Öğrendim ki, İnsanın kendiyle yüzleşmesi bir başka insanla yüzleşmesinden çok daha güç
ama çok daha öğreticiymiş.
Öğrendim ki, Hiçbir acı sonsuza dek sürmüyormuş sadece bazılarıyla daha çok uğraşman gerekiyormuş.
Öğrendim ki, Para eksikliği mutsuzluğu etkileyebiliyormuş ama paranın artması senin mutluluğunu arttırmıyormuş daha iyi olaylar yaşayıp daha güzel görünüşe sahip olmakta olduğu gibi…
Ve öğrendim ki, Ustaların dediği gibi, ‘Yaşamak için bir nedeni olan kişi, hemen her nasıl’a katlanabilirmiş.’
***
BÖLÜM 15:
MUTSUZLUK HAPI
Ada
“Ofisin de evin kadar dağınıkmış…”
“Aslan yattığı yerden belli olur diye boşuna demiyorlar. Fakat aslında burası benim ofisim değil.”
Oldukça rahat olduğu belli olan kanepeye kendimi atıyorum. O ise sallanan sandalyesine yerleşiyor. Göz ucuyla odayı inceliyorum. Oldukça açık renklerin kullanıldığı odada, masanın ardından deniz görülüyor. Her yerde evdeki gibi tuğla kalınlığında kitaplar ve birbirinden ilginç resimler var. Fark ise daha az toz oluşu… Belli ki burası başkası tarafından temizleniyormuş. Bir zamana kadar…
“Kimindi?”
Can Tekin bir süre susuyor. Yanlış bir soru mu sordum diye düşünüyorum.
“Annemindi. Belli bir süre öncesine kadar… Melek Angela Tekin…”
Parmağıyla tam karşımdaki bir tabloyu gösteriyor. Beyaza yakın sarı saçlar, Can’ın Müşfik Kenter gözleri ve ince uzun bir boyun…
“Güzelmiş. Yabancı mıydı?”
“Dünyaya mı dersen evet… Fakat ailesi buralı mı dersen pek sayılmaz. Anneannem Amerikalıymış.”
“Gözleriniz benziyor.”
“Birçok özelliğimi ondan aldığımı söyleyebilirim. Bu arada buranın kurucusu da kendisidir. Kurucu dememden pek hoşlanmaz gerçi…”
“İyi olma harekâtını başlatan lider diyelim o zaman?”
“Eminim ki bunu duysa çok severdi.”
Resme bir kere daha bakıyorum. Altında küçük harflerle bir yazı yazıyor. Gözlerimi kısarak okumaya çalışıyorum.

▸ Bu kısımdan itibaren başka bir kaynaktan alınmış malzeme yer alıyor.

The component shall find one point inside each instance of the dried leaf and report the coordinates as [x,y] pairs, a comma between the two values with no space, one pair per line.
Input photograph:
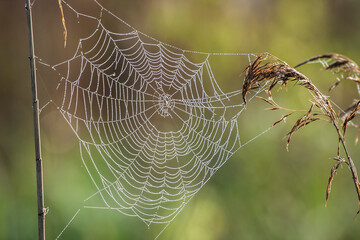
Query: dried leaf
[281,119]
[351,116]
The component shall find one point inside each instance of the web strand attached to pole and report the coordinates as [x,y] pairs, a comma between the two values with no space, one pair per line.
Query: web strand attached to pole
[153,124]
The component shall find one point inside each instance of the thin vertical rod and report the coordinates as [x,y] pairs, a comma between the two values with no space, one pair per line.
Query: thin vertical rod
[39,165]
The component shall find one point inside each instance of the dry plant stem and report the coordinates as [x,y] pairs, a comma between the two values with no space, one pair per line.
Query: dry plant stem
[268,71]
[39,166]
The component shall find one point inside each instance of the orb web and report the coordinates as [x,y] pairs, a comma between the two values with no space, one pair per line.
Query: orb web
[153,124]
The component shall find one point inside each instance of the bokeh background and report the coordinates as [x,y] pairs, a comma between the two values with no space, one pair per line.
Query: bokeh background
[262,192]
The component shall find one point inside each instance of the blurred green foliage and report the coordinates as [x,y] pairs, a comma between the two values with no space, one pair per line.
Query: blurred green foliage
[262,192]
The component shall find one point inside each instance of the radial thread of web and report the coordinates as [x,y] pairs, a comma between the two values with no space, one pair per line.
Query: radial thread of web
[153,124]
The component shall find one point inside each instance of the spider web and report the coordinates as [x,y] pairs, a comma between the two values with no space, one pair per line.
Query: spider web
[153,124]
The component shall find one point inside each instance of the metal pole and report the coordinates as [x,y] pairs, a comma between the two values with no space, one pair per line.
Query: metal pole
[35,106]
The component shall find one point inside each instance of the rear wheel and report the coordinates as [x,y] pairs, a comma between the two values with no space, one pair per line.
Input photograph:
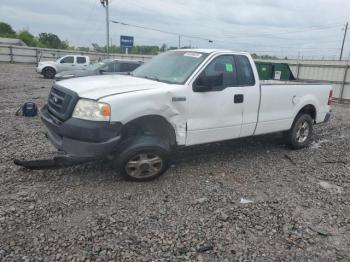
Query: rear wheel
[49,72]
[300,135]
[142,159]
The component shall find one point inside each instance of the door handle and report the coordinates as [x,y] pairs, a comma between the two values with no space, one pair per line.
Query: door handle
[239,99]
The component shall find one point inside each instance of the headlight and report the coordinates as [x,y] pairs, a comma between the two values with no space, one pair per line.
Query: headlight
[92,110]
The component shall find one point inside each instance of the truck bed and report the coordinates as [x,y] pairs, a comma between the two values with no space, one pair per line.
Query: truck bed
[292,82]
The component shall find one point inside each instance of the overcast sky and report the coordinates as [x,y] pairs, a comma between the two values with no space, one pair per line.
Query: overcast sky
[285,28]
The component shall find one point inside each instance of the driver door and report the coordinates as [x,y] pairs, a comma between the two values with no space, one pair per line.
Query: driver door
[215,111]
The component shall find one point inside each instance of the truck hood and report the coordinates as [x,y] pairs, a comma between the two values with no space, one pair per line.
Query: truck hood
[96,87]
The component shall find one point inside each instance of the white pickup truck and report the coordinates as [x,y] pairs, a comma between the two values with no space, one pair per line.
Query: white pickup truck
[66,63]
[179,98]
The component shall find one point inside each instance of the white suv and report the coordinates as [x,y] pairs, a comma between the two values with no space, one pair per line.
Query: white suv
[50,68]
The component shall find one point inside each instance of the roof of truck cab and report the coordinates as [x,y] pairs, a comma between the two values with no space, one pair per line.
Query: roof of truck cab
[209,51]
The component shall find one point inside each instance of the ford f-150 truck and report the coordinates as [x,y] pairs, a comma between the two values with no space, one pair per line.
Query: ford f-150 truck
[179,98]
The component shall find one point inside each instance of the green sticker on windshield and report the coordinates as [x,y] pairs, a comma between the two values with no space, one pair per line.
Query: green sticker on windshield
[229,68]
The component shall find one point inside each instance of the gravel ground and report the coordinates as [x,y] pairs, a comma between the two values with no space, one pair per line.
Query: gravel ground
[197,211]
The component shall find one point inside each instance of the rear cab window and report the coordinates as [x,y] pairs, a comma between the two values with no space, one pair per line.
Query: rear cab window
[222,65]
[245,75]
[67,60]
[81,60]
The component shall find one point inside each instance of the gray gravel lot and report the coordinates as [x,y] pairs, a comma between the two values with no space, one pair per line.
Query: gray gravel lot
[300,209]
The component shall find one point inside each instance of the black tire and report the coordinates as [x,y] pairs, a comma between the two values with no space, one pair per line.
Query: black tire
[49,72]
[142,159]
[300,135]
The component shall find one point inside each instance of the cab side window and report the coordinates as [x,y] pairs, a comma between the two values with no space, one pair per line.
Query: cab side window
[67,60]
[81,60]
[127,67]
[244,71]
[220,73]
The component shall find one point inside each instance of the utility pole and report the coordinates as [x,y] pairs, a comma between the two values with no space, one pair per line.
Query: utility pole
[342,47]
[105,5]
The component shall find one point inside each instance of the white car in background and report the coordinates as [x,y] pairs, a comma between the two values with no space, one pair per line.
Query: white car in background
[69,62]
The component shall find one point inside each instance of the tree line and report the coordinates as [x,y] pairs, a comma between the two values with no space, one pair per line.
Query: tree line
[50,40]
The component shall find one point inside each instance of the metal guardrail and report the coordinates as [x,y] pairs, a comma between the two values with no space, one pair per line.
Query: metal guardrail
[21,54]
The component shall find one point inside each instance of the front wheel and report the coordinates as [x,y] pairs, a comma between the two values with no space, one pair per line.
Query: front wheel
[142,159]
[300,135]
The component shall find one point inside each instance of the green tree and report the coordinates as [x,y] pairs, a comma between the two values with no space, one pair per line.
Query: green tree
[6,30]
[52,41]
[27,38]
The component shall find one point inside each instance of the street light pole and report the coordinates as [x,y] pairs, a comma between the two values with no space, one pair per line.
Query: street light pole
[105,5]
[342,47]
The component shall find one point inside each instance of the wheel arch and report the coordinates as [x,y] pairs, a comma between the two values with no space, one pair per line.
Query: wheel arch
[309,109]
[152,125]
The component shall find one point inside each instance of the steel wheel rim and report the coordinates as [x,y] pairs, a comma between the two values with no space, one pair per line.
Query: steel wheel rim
[303,132]
[50,72]
[144,165]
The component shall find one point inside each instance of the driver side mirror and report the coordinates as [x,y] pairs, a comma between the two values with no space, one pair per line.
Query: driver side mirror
[207,83]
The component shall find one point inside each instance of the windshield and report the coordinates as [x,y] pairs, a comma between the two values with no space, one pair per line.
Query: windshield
[171,67]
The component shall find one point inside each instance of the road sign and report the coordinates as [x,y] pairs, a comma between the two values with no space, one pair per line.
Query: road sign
[126,41]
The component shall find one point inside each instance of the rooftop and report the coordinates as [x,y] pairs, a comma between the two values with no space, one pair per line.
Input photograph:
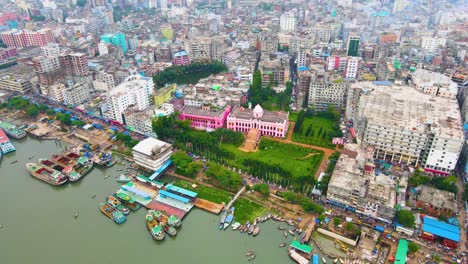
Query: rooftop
[267,116]
[442,229]
[406,108]
[150,145]
[438,198]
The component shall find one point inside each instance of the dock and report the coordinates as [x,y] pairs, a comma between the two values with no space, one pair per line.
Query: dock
[308,232]
[208,206]
[235,198]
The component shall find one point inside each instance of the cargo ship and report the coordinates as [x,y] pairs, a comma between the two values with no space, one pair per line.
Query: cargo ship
[46,174]
[5,144]
[12,130]
[68,171]
[62,160]
[116,216]
[128,201]
[163,221]
[153,226]
[114,202]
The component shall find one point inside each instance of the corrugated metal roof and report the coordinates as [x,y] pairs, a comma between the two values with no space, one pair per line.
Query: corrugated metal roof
[302,247]
[442,229]
[402,251]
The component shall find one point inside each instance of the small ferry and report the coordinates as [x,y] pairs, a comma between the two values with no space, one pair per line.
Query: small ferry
[115,203]
[174,221]
[46,174]
[117,216]
[68,171]
[154,227]
[128,201]
[5,144]
[124,178]
[168,229]
[12,130]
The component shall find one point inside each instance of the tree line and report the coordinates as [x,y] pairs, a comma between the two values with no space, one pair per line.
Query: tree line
[188,74]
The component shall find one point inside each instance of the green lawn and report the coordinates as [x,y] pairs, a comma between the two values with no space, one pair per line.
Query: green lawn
[245,209]
[290,157]
[207,193]
[315,138]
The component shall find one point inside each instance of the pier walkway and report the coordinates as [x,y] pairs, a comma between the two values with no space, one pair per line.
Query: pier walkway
[308,232]
[235,198]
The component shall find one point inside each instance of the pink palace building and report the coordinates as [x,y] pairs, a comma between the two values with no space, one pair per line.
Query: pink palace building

” İnsan niçin denemekten korkar? Kaybetmekten korktuğu için! Çaresizliği öğrenmiş kişiler sürekli, bir daha başarısızlığa uğramamak için ne yapmalıyım? Sorusuna cevap ararlar güya. Buldukları cevap ilginçtir. Hiçbir şey yapmamak… Ama ironik şekilde hiçbir şey yapmamak uzun vadede en büyük başarısızlık sebebidir.”
“Annenin sözü müydü?”
“Yooo… Onun hayatına yön veren insanın… Martin Seligman.”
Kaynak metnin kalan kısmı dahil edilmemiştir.